The new LLFDI-CAT meets several criteria suggested for assessing disability outcomes in older adults including a conceptual basis (ICF), brief administration time (3.5 min/scale), strong psychometric quality, and high acceptability for older respondents (40). CAT instruments have the potential to allow researchers and clinicians who work with older adults to achieve highly efficient patient-reported disability assessment without loss of measurement accuracy, precision, or reliability. Using responses to the full item banks compared with simulated CAT provided a unique opportunity to consider the most fundamental performance characteristics of the 10-item CAT, and CATs have been shown to offer strong measurement properties combined with a conceptual basis for understanding the disablement process.

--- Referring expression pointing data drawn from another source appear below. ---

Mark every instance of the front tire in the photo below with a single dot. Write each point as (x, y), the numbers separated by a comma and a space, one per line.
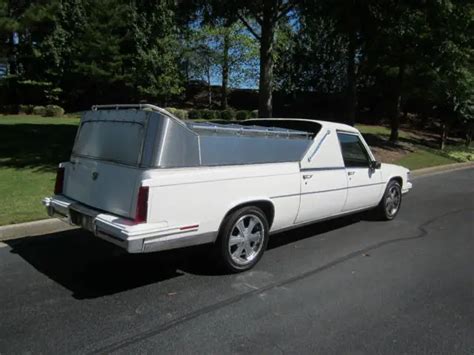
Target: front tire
(391, 202)
(242, 239)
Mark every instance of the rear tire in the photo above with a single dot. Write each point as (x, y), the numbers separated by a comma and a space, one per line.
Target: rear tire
(242, 239)
(391, 202)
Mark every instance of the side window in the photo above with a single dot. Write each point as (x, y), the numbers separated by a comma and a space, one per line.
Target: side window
(353, 151)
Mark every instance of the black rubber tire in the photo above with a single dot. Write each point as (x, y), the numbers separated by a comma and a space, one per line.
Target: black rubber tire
(222, 244)
(380, 211)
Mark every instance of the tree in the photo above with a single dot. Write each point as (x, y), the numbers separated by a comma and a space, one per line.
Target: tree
(353, 20)
(215, 50)
(261, 18)
(451, 65)
(396, 48)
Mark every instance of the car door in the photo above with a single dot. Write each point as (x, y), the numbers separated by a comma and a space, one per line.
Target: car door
(323, 180)
(364, 184)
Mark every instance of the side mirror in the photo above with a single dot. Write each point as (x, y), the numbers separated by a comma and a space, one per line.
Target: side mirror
(374, 164)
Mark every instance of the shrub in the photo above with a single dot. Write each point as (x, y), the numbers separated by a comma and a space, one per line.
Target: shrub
(11, 109)
(54, 111)
(25, 109)
(193, 114)
(227, 114)
(39, 110)
(242, 115)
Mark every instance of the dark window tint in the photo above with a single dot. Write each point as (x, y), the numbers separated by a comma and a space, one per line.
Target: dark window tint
(353, 151)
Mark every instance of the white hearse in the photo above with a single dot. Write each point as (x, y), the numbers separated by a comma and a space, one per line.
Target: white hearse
(146, 181)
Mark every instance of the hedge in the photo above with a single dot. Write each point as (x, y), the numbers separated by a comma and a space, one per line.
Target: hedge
(54, 111)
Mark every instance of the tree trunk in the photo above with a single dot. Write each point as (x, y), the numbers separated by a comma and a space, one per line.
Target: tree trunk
(209, 88)
(395, 119)
(225, 71)
(351, 89)
(469, 133)
(266, 58)
(443, 136)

Earlier work to develop a prototype CAT for the original LLFDI demonstrated promising precision; however, when compared with the results from this study, the real data simulation results demonstrated lower standard errors across much of the score range (18).
In the original version of the LLFDI, there were two dimensions of Participation Restriction represented: limitation and frequency. In the new LLFDI-CAT, we limited the Participation Restriction Scale to perceived limitation, in large part based on our conceptual definition of participation from the individual’s perspective, combined with feedback from the field that the perceived limitation was most critical to the measurement of participation restriction. Hammel and colleagues (41), for example, addressed the difficulty in using set norms or frequency of performance as a measure of participation in their investigation of the meaning of participation for persons who self-identified with disabilities. Although Hammel’s study supported a much broader concept of participation than is represented by the new LLFDI-CAT, it provided important insight into the issues involved in measuring participation from various perspectives and supports the decision to focus on limitation in participation from the perspective of the respondent rather than to measure frequency of participation. This decision was also partly due to practical considerations involved in determining how large an item pool could be administered to the calibration sample. Because calibration could involve administration of each item in the item bank to each participant, focusing on the limitation dimension allowed us to expand the range of content in the Activity Limitation and Participation Restriction domains.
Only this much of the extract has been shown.